Effects of titanium foil thickness on TiO2 nanostructures synthesized by anodization

Abstract

During anodic oxidation (i.e. anodization) synthesis of titanium dioxide (TiO2) nanostructures on a titanium (Ti) foil surface, the interfacial barrier layer properties play a major role in the growth of TiO2 nanostructures. In the present investigation, three cases of Ti foil thickness (0.5 mm, 0.25 mm and 0.127 mm) were chosen, to study its effect on barrier layer properties, under the same anodization conditions, finally leading to different TiO2 nanostructures (nanoparticular type for thicker Ti foil and nanotubular type for thinner Ti foil thickness). The in situ growth mechanism of barrier layer formation on the Ti foil surface is examined by monitoring the current with respect to time. Nanoindentation studies of the barrier layer formed on these three different Ti foil surfaces were carried out. At 300 nm and 500 nm indentation depths, the hardness of the thicker barrier layer on thicker Ti foil surface was found to be approximately three times greater than that of the thinner barrier layer on thinner Ti foil.

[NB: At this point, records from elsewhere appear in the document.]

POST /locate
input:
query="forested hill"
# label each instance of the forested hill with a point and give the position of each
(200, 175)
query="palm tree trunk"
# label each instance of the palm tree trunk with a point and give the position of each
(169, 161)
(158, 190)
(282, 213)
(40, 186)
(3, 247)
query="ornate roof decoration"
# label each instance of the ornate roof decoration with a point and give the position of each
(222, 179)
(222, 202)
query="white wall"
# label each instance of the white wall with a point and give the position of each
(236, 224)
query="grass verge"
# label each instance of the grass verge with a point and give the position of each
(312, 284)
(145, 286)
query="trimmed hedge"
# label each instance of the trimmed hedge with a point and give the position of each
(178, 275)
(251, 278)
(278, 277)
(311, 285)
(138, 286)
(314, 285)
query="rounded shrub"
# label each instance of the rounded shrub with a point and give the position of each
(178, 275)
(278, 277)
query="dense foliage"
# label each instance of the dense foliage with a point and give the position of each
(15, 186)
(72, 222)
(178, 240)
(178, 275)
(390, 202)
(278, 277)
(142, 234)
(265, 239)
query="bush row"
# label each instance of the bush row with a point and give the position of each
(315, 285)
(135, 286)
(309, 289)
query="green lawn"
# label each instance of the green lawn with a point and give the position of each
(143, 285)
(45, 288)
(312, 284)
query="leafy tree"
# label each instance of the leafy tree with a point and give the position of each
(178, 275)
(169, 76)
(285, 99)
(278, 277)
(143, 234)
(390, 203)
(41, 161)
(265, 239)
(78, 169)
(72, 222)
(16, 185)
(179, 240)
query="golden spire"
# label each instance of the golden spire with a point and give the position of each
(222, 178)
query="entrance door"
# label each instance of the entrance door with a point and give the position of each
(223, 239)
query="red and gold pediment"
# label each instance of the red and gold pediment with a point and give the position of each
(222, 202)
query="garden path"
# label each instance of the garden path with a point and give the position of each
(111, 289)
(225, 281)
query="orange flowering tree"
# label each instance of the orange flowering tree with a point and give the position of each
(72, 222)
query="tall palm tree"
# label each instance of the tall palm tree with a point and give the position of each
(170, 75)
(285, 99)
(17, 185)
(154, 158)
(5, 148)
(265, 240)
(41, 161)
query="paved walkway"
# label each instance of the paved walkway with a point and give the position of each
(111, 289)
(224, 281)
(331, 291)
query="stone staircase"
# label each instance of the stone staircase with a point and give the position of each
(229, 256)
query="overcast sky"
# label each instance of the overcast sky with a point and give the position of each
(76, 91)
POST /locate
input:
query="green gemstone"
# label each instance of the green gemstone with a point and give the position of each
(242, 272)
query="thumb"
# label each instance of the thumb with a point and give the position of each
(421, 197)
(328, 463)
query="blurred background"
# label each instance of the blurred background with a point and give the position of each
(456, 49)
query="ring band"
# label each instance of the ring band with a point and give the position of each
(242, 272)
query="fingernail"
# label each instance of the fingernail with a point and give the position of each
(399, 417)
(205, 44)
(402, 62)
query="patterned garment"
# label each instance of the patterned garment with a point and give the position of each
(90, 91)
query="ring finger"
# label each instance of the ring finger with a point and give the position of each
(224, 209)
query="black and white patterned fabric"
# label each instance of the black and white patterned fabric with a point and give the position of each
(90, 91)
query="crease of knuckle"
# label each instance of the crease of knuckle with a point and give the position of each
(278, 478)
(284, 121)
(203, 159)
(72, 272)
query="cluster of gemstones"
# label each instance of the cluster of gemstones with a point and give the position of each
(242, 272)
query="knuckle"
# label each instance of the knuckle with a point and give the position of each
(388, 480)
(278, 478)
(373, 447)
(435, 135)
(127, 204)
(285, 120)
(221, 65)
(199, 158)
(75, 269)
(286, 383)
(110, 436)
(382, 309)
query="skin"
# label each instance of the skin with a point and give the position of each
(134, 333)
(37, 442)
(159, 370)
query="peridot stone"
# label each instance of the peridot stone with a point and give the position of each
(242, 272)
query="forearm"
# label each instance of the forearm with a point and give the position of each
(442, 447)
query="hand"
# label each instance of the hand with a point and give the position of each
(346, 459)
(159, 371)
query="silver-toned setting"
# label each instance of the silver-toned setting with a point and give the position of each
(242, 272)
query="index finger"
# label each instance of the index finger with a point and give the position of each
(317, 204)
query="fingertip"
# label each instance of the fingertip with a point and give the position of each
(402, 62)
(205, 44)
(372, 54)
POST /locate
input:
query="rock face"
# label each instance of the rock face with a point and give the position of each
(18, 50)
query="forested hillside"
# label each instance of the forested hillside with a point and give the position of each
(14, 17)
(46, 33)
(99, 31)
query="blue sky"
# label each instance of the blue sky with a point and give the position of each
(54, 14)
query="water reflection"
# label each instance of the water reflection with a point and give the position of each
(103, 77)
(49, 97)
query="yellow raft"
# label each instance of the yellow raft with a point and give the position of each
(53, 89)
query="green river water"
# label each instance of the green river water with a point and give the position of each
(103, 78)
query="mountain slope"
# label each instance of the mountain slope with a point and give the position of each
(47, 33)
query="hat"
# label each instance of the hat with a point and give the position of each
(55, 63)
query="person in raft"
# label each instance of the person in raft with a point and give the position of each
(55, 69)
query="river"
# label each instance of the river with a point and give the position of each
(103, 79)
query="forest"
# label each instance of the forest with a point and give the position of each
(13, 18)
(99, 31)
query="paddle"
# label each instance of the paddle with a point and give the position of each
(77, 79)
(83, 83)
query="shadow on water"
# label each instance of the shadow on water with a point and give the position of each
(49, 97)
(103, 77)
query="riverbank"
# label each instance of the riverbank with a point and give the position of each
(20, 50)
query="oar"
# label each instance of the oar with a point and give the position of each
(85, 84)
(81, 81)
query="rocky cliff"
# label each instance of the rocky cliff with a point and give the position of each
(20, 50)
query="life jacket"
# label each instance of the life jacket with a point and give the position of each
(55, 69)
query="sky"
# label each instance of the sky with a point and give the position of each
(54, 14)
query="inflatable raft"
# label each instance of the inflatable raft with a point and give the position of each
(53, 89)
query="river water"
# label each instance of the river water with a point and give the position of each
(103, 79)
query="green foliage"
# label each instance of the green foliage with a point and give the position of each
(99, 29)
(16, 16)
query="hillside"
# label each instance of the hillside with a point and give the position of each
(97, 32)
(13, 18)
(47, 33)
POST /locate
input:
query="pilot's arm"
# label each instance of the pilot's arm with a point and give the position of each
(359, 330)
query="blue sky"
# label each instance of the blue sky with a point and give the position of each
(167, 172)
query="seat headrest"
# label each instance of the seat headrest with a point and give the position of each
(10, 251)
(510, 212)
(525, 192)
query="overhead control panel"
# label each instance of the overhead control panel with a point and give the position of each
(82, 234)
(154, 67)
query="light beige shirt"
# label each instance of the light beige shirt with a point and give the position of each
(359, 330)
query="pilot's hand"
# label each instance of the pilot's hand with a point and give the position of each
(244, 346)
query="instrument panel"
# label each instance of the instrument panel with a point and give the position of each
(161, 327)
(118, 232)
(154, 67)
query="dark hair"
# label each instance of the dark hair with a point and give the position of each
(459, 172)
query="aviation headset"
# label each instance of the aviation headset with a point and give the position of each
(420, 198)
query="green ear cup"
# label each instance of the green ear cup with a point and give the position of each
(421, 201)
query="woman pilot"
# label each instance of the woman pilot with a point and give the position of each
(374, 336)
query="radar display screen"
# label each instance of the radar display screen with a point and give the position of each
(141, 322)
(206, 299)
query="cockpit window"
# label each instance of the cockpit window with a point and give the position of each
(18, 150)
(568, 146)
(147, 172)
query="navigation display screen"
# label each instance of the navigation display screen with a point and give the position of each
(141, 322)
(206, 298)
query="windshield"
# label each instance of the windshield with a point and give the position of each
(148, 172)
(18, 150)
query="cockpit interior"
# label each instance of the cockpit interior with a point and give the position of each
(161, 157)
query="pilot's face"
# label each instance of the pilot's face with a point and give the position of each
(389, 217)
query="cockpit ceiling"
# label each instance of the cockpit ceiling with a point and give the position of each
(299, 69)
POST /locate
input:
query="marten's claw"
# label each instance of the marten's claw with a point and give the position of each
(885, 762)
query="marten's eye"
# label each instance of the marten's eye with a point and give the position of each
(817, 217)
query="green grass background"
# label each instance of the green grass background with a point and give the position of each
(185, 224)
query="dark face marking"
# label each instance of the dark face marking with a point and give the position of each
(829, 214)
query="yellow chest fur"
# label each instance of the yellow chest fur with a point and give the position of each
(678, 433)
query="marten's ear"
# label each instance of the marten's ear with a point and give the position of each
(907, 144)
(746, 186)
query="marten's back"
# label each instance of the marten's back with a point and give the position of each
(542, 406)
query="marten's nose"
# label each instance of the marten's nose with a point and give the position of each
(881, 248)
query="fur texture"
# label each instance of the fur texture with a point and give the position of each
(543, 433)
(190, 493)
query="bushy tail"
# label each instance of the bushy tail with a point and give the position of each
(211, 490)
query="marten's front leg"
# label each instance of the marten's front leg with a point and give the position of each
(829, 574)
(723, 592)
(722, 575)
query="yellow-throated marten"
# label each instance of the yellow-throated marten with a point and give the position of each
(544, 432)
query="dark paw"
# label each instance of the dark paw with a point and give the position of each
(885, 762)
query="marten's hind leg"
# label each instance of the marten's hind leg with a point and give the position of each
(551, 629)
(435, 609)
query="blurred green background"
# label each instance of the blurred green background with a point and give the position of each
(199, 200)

After annealing, the surface morphology and characteristic features of TiO2 nanostructures grown on a barrier layer were explored by scanning electron microscopy (SEM) and field emission-transmission electron microscopy (FE-TEM), respectively. Crystalline TiO2 nanostructure phases were characterized by X-ray diffraction (XRD), Raman spectroscopy, selected area electron diffraction, SAED patterns and diffraction lines, which indicate the presence of anatase and rutile phases. UV-visible absorption spectra showed that the thicker barrier layer forming TiO2 nanoparticles causes a blue shift and the thinner barrier layer forming TiO2 with nanotubular morphology causes a red shift.